We are rushing now. Wife and I are fumbling with the wallet, trying to get my medical card out; my driver’s license. We rush down the hall. I can hear voices now. Nurses, I hope, giving orders. I cry out like I have been hit in the head with a baseball bat: A great jolt of pain. There is just a hint of a sense that this might be the end.

Then someone says, “Take his clothes off and put him on that bed.” Then I hear, “Can you stand up?” I answer, “Yes.” In fact I want to wax eloquent and tell the nurses and doctors every minute detail of what happen and how it happen, but I can’t. My speech is not gone. It’s simply impeded by the pain. Every time I attempt to speak the triplets go to work. I am hurting in places that I did not know I had. My clothes come off. I am in the hospital gown. The nurses start the I-V’s and my blood pressure begins to come down. The top number was over 200 and the bottom number was over 100. Whew!

A team of nurses are working on me now. They all seemed to be saying the same thing: “I am gonna stick you here for this. This is gonna make your so and so do such and such.” As my pressure began to come down, I was able to distinguish one gentle voice out of about five or six people. I could hear this really gentle and soothing voice. She said, “I am Dr. So and So.” (Who hears names when your pain is off the Richter scale?)

“I want you to open your eyes so I can give you some tests,” she said. I opened my eyes. As my eyes followed her finger I realized that the pain was gone. “The pain had gone! Oh, my God, the awful pain was g-o-n-e!!!” She made me follow her finger with my eyes, and then she did a dexterity test for my reflexes. I had not had a stroke. Good! A few more test: Read the EKG. Do the CAT scan. Brain, heart, lungs, liver seem to be O.K.


“I interrupt this program to announce to that The Kid is not dead, and any rumors of my impending demise have been greatly exaggerated! We will now return you to your local stations” (smile).

This doctor took her time and figured out what my problem was and treated it. I went to the hospital thinking that I was having a stroke. This wonderful doctor discovered that my problem was twofold: I was off my blood pressure medication and I had a tooth ache in an left molar that needed to be extracted and replaced. The doctor explained to me that the two problems were driving each other. When the tooth pain kicked in it made my pressure rise, and when my blood pressure rose it made my tooth hurt. A vicious cycle!

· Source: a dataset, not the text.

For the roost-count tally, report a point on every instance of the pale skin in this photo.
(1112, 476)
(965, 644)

I was impressed by what this doctor and her team did, but I was also impressed by what they did not do. I was not shoved into a corner and left to rot in pain. I was not tied up in red tape at the registration desk. I was not screamed at like a naughty child by his teacher caught in a school yard fight. The nurses who waited on me acted as if I was a real person: they asked me questions and responded to what I said. The doctor who treated me made me think that my getting better was the most important thing to her, not when the shift would change.

I have never in my life been treated as kindly, as professionally, and with as much grace and human dignity as I received at this hospital. Every person in America, every person in the world should get this kind of treatment, especially when they are sick. When you are sick and you don’t know what’s going to happen to you next, you get scared. This Doctor calmed my fears. Dr. Soni K. Clubb on Sunday afternoon, September 28, 2008, you kept your oath: you did no harm, and you brought me great relief from suffering. Thank you!

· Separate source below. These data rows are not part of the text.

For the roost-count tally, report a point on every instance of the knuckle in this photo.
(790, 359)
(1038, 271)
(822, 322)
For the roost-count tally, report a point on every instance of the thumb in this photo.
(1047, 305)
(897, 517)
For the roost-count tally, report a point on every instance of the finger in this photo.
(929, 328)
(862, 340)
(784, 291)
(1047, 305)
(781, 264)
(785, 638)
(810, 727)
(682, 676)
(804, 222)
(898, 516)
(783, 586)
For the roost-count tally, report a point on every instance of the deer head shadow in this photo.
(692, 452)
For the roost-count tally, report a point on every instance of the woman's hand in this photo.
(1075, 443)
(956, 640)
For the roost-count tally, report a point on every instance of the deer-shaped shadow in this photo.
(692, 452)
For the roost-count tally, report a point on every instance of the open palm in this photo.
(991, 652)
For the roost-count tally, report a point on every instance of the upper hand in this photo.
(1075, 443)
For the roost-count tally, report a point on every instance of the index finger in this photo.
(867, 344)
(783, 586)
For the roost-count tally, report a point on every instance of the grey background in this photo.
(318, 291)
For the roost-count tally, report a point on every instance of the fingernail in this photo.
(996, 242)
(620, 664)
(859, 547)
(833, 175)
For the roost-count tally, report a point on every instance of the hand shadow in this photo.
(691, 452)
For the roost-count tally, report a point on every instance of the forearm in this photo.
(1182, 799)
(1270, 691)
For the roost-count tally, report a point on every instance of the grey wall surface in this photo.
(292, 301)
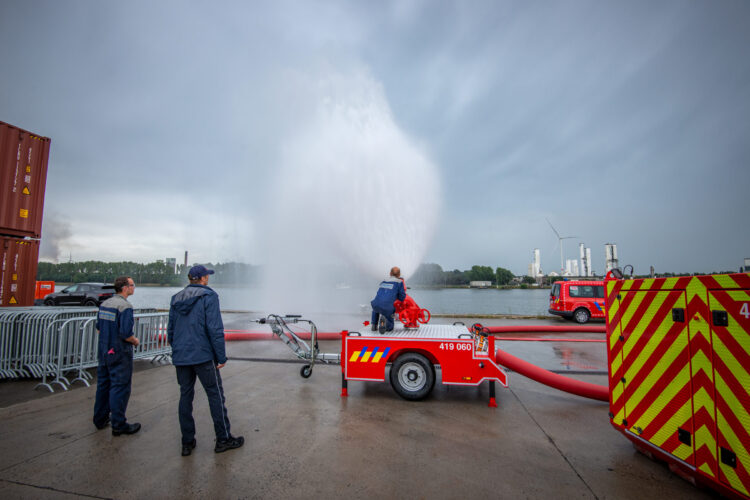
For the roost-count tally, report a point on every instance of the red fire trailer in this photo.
(464, 358)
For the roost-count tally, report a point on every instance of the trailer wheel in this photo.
(412, 376)
(582, 315)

Every person whom I encountered at the University of Connecticut John Dempsey Hospital in Farmington, Connecticut, and every person who worked along side Dr. Soni K. Clubb, especially Diana, and Dr. Dolce Durate exemplified the absolute best in healthcare. Whatever Congress does with healthcare for every American, I hope it resembles Dr. Clubb’s team, their grace, patience and excellence, and their professionalism.